There are elements to the game that were rather enjoyable. As a I briefly mentioned, the soundtrack is pretty decent especially if you’re a fan of 80s Dream-Wave Electronic music reminiscent of artists like Droid Bishop or Carpenter Brut. If that happens to be your thing than you’re in for a treat. The game itself is not a badly constructed game and has multiple fun elements including the shoot and slash combos you can achieve. The general movement of your character that can be powered by what the developers call the “Blade Assisted Surface Traversal (BLAST) system” which allows you to zoom and glide while both dodging and destroying enemies in various directions is probably one of the main things you have to look forward to playing this game. The SFX also contribute to a well orchestrated battle while it lasts.

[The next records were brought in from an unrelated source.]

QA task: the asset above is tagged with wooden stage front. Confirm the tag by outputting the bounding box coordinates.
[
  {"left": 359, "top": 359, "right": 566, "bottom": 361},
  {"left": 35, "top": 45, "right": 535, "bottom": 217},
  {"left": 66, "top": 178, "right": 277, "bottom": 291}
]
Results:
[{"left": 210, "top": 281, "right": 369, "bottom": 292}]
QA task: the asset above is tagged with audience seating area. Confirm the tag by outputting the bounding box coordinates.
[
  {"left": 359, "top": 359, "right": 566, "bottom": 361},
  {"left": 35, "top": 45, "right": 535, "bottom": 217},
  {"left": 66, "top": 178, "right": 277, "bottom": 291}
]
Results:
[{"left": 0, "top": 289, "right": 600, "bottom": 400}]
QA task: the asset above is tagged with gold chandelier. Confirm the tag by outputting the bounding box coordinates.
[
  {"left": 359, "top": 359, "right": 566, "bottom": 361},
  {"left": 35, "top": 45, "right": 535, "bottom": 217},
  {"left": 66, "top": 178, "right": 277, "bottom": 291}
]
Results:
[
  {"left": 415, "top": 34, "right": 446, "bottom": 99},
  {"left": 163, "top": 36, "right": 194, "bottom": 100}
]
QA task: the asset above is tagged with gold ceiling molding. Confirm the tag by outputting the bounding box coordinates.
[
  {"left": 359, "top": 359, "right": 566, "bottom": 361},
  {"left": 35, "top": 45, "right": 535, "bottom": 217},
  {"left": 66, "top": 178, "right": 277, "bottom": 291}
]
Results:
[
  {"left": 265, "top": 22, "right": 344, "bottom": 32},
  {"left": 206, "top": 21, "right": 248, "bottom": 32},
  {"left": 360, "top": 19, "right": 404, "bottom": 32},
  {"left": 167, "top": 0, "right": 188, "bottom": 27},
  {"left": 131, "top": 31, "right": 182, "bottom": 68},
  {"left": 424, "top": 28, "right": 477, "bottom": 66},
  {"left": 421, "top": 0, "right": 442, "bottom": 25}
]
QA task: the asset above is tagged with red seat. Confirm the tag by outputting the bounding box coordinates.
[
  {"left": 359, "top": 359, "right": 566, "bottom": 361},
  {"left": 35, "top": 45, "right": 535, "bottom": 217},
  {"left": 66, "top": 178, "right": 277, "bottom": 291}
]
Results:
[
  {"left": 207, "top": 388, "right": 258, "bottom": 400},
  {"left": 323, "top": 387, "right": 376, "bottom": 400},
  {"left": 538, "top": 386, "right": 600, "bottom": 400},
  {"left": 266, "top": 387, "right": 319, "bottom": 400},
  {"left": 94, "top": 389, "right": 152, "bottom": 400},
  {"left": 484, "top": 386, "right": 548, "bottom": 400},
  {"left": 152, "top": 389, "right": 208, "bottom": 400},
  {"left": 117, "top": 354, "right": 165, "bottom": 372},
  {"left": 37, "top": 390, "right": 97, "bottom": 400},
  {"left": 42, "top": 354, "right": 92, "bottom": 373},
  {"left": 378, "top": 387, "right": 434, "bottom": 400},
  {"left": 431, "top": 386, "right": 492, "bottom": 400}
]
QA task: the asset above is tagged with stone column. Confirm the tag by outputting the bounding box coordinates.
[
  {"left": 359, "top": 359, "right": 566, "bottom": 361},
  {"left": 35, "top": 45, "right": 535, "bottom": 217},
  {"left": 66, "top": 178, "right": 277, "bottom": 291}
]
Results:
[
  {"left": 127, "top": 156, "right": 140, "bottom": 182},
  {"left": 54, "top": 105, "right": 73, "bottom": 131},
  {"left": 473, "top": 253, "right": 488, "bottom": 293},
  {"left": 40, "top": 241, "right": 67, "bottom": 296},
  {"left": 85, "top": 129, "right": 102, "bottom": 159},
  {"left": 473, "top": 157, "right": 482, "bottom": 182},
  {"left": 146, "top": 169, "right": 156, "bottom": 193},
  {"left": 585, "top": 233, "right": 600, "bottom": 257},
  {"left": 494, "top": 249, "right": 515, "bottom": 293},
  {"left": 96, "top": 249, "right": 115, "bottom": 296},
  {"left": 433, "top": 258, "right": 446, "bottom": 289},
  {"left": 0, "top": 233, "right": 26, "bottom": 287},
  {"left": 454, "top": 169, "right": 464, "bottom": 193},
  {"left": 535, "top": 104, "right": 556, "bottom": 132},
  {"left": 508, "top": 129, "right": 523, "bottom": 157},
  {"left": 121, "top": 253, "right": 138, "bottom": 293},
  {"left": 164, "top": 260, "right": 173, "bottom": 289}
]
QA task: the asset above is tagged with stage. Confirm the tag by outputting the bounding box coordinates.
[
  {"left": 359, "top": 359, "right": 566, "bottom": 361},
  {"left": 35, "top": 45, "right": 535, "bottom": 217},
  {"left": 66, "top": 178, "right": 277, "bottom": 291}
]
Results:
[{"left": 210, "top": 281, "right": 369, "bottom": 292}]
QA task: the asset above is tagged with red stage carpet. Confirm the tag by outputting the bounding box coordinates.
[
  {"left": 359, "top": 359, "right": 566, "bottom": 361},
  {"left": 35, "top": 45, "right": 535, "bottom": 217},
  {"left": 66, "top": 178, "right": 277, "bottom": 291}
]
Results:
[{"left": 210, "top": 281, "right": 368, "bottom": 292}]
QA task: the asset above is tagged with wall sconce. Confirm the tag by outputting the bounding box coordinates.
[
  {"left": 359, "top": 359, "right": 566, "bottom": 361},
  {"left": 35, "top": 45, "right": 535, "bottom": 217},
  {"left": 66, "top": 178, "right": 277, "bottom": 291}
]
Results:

Blood Alloy was reviewed using a PC downloadable code provided by the Suppressive Fire Games. The PC version was tested on a PC running Windows 10, with a 4GB NVIDIA Geforce GT 750M fitted on a 4th Generation Intel i7 4700HQ 3.4Ghz CPU and topped with 16GB of RAM. We don’t discuss review scores with publishers or developers prior to the review being published

What we liked

• Well orchestrated soundtrack and SFX
• Movement variety and achievable combos
• General idea behind the game. Chick in cybernetic armor, kicking robot butt? Yes, please.

What is not fun

• Lack of in game motivation to continue due to grind and repetition
• Limited pay-off for said grind
• Lack of objectives and story

Editor Rating
 
Concept
6.7

 
Graphics
5.4

 
Sound
9.8

 
Playability
8.6

 
Entertainment
6.7

 
Replay Value
3.2

Final Score
6.7


Our final verdict
 

I personally feel like this would've been one of those games better suited for a phone, something you pick up in waiting rooms to beat your friend's high score. Having said that, the current price point on Steam is definitely not justified for the tiny bit of Metroid-inspired nostalgia you're meant to gain from this game.